Diepe insnijding in het Zuid-Limburgse Heuvelland

Erosie bestrijden in Zuid-Limburg

OBN Natuurkennis
22-MRT-2022 - Door klimaatverandering komen extreme buien steeds vaker voor. De beken in het Zuid-Limburgse Heuvelland krijgen het hierdoor zwaar te verduren. De grond spoelt weg en oevers storten in, waardoor habitats van soorten als de vuursalamander en de gele zegge verdwijnen. Het OBN onderzocht experimentele maatregelen om erosie te verminderen.
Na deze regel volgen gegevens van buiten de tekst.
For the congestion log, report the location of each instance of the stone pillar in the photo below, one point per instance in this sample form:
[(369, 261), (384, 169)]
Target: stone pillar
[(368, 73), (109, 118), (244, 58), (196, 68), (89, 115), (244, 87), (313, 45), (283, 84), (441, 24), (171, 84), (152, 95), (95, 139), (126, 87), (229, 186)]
Erosie is in de Zuid-Limburgse beekdalen een natuurlijk fenomeen, maar de laatste decennia veroorzaakt het steeds vaker problemen. Toename van verhard oppervlak, veranderingen in de riolering, intensivering van de landbouw en extreme regenbuien leiden tot piekafvoeren in de beken, met extra erosie en insnijding als gevolg. Deze onnatuurlijke snelle diepe insnijding kan leiden tot allerlei hydrologische veranderingen, waardoor kenmerkende levensgemeenschappen onder druk komen staan. Om deze levensgemeenschappen te beschermen, zijn herstelmaatregelen nodig.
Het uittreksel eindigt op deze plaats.